“¿Quién dice la gente que soy yo?” Preguntó Jesús un día. Pedro se emocionó y dijo: “Tú eres el Cristo, el Mesías, el Hijo de Dios vivo”. Muchos de nosotros, cristianos de hoy, nos emocionamos cuando estamos con Jesús en íntima oración, cuando le tenemos cerca en la Eucaristía, cuando nos desbordamos en cánticos y alabanzas. Le decimos con lágrimas en los ojos, como Pedro: “Tú eres mi rey, mi Señor, el Mesías”. Pero esta no es una respuesta suficiente.
La respuesta más auténtica y verdadera que podemos ofrecer a Jesús acontece, sobre todo, con acciones concretas de caridad que se prolongan durante toda la vida. Caridad a todos, sin distinción. Así lo señalaba san Juan Crisóstomo: Cuando veas a un hombre sufrir, no digas que es malo. Sea pagano o judío, si necesita de tu misericordia, no huyas.
Podría ser muy incómodo acoger a familias que vienen de Irak o de Siria en la parroquia o cerca de la propia casa. De hecho no todos los cristianos están de acuerdo con la iniciativa del papa Francisco y piensan que son los gobiernos quienes deben hacerse cargo de los refugiados. Se trata de católicos de cristianismo cómodo, que piensan que Dios existe sólo para resolver todos sus problemas. Por eso se acercan esporádicamente a Misa o rezan de vez en cuando. “Que Dios cure a mi hijo enfermo muy grave; que Dios rescate a mi esposo que es alcohólico; que sea Dios quien me consiga trabajo, pero que no me pida ponerme un delantal para trabajar por los demás”, y así reducimos a Dios a una especie de máquina de refrescos que tiene que darnos el producto que le pedimos.
¿No será que también a nosotros, que hemos creído que Jesús es una especie de rey Midas, nos dice el Señor: “Apártate de mí, Satanás, porque tú no piensas según Dios, sino según los hombres”? Son palabras durísimas que nos advierten del peligro de caer en un cristianismo de mera evasión espiritual y sin compromiso con las necesidades de nuestros hermanos que sufren diversas clases de pobreza. San Pedro hubiera preferido un Mesías más cómodo, y por eso tenía miedo de sufrir con su Maestro. Pero ese era el camino de la mediocridad que lo habría llevado a cavar su propia ruina.

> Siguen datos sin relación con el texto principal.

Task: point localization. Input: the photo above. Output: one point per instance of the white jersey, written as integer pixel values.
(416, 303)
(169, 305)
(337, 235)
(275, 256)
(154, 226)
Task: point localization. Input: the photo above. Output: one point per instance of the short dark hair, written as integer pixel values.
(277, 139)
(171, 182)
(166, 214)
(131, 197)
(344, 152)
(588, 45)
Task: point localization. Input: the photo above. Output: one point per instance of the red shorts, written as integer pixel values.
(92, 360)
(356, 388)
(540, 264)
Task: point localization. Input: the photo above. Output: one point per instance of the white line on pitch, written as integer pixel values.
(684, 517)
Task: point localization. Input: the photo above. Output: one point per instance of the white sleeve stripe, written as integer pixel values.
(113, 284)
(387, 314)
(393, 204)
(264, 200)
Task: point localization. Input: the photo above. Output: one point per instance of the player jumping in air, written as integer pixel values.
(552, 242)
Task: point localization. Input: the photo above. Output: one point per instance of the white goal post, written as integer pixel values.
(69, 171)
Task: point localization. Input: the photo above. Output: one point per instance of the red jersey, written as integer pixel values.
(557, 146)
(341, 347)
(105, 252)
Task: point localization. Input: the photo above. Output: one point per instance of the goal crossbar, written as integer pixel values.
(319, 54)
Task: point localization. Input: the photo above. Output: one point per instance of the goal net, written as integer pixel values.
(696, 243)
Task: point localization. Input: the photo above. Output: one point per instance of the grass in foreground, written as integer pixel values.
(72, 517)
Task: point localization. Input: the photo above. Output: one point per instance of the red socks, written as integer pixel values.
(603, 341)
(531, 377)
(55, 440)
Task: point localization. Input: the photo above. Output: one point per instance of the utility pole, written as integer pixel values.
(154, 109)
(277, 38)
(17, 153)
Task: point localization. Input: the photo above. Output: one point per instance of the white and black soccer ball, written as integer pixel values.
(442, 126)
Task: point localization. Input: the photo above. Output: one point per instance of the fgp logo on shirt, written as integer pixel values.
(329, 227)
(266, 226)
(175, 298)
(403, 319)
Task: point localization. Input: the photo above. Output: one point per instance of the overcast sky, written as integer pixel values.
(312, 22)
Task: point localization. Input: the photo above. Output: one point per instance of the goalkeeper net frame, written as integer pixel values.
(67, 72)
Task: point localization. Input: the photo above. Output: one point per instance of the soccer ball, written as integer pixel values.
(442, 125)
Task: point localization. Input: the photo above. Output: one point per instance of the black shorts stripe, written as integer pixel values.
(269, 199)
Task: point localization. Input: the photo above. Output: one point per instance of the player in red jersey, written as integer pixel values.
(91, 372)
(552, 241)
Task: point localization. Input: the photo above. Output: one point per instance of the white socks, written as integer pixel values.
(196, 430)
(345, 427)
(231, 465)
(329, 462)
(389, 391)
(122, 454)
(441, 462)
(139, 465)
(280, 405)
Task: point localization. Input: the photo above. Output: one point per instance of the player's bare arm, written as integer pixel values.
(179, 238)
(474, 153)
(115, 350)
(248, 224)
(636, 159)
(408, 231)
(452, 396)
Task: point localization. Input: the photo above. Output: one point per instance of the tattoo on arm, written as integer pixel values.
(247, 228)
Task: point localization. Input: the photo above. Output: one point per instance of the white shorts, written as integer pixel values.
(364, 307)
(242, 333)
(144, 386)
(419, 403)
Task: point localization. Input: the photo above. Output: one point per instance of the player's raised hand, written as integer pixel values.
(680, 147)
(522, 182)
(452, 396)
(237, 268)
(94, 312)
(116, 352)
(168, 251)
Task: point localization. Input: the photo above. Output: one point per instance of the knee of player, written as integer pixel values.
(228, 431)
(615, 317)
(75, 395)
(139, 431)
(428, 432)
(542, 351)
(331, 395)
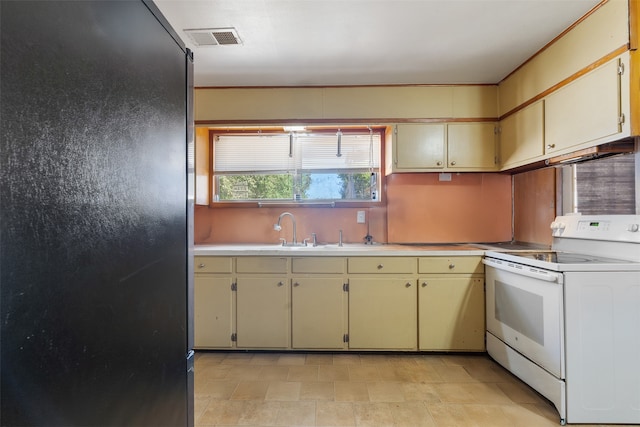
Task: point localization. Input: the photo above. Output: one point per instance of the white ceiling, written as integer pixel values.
(369, 42)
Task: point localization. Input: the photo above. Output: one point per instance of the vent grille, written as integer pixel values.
(214, 36)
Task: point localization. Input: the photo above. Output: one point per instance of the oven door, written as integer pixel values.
(525, 311)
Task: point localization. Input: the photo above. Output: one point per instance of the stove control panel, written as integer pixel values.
(614, 228)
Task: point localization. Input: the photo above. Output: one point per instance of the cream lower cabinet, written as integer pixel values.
(263, 302)
(382, 303)
(213, 302)
(451, 304)
(318, 303)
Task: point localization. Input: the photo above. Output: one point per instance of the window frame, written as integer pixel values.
(382, 130)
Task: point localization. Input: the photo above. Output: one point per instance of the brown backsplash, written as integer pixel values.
(472, 207)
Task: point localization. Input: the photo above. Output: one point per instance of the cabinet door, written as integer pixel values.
(382, 313)
(262, 305)
(471, 146)
(451, 313)
(419, 146)
(585, 110)
(522, 135)
(318, 313)
(213, 303)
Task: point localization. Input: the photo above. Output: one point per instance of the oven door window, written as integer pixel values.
(527, 314)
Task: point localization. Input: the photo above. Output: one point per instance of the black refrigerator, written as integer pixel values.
(96, 208)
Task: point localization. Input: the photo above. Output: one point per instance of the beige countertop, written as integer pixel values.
(348, 249)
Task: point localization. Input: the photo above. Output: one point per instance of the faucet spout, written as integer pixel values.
(278, 227)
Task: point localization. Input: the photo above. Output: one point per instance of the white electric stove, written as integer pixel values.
(567, 321)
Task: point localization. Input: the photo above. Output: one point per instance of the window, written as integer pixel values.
(302, 166)
(602, 187)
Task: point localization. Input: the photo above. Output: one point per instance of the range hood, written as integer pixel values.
(597, 152)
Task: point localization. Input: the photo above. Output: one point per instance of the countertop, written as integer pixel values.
(348, 249)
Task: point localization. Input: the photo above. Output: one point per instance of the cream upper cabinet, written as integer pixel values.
(522, 136)
(585, 110)
(444, 147)
(418, 146)
(471, 146)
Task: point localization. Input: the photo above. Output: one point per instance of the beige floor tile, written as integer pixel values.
(414, 414)
(284, 391)
(250, 390)
(521, 393)
(237, 359)
(471, 393)
(292, 359)
(258, 413)
(274, 373)
(221, 412)
(218, 389)
(351, 391)
(319, 359)
(297, 414)
(265, 359)
(373, 414)
(363, 373)
(385, 392)
(303, 373)
(334, 414)
(244, 372)
(420, 392)
(333, 373)
(317, 391)
(450, 373)
(346, 359)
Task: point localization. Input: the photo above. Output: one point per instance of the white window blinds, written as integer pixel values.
(271, 152)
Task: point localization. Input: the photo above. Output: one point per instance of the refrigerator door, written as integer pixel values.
(94, 216)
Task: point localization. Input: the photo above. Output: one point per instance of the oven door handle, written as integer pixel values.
(525, 271)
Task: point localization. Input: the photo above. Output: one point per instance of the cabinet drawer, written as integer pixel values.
(261, 265)
(317, 265)
(210, 264)
(381, 265)
(461, 264)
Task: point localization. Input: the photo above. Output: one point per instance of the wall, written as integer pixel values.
(472, 207)
(534, 205)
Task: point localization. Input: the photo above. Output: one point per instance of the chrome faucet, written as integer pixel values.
(278, 227)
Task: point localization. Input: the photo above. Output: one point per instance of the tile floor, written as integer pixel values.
(324, 389)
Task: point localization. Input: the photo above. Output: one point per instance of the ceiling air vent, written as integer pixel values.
(214, 36)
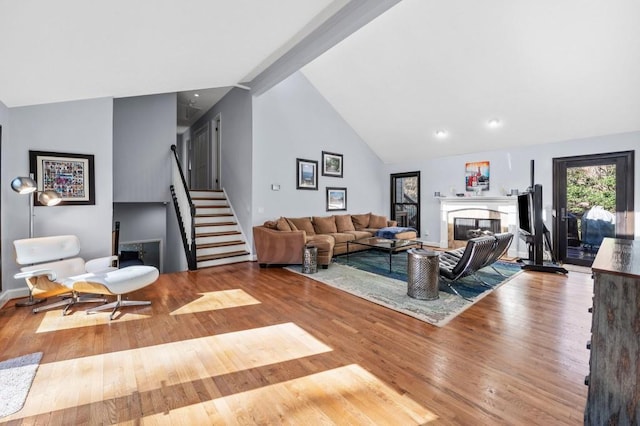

¿Dónde está entonces la fórmula de la felicidad? ¿En el orgullo o en la humildad? ¿En el acumular o en el desprendimiento? ¿En la prepotencia o en la mansedumbre? ¿En la diversión desenfrenada o en el sacrificio y la entrega de uno mismo? Jesús nos dice que el camino que lleva a la alegría auténtica es la caridad, las obras de amor que podamos a ser por Dios a nuestros hermanos. El morir al propio egoísmo y aprender a ser generosos con los demás. No hay otra receta. Jesús nos invita a salir del egoísmo porque es causa de infelicidad y de ruina. Fuimos creados a imagen de Dios, y Dios es amor: entonces seremos felices viviendo solamente en la caridad, como Dios la vive.
Cuando la Virgen María se apareció en 1858 a santa Bernardita Soubirous en la gruta de Lourdes, le manifestó: “No te prometo hacerte feliz en esta vida, sino en la otra”. Quiso decirnos a todos la Madre de Dios que la felicidad plena no existe en este mundo, sino en el Cielo. Sin embargo quien aprende a vivir una vida sacrificada por amor a Dios y a sus hermanos, encontrará, en esta tierra, la felicidad, aunque todavía imperfecta; y la felicidad plena en la vida eterna. El egoísta, por el contrario, estará creando para la eternidad un enorme vacío que acabará por devorarlo, y ese tormento inicia también desde aquí, en la tierra.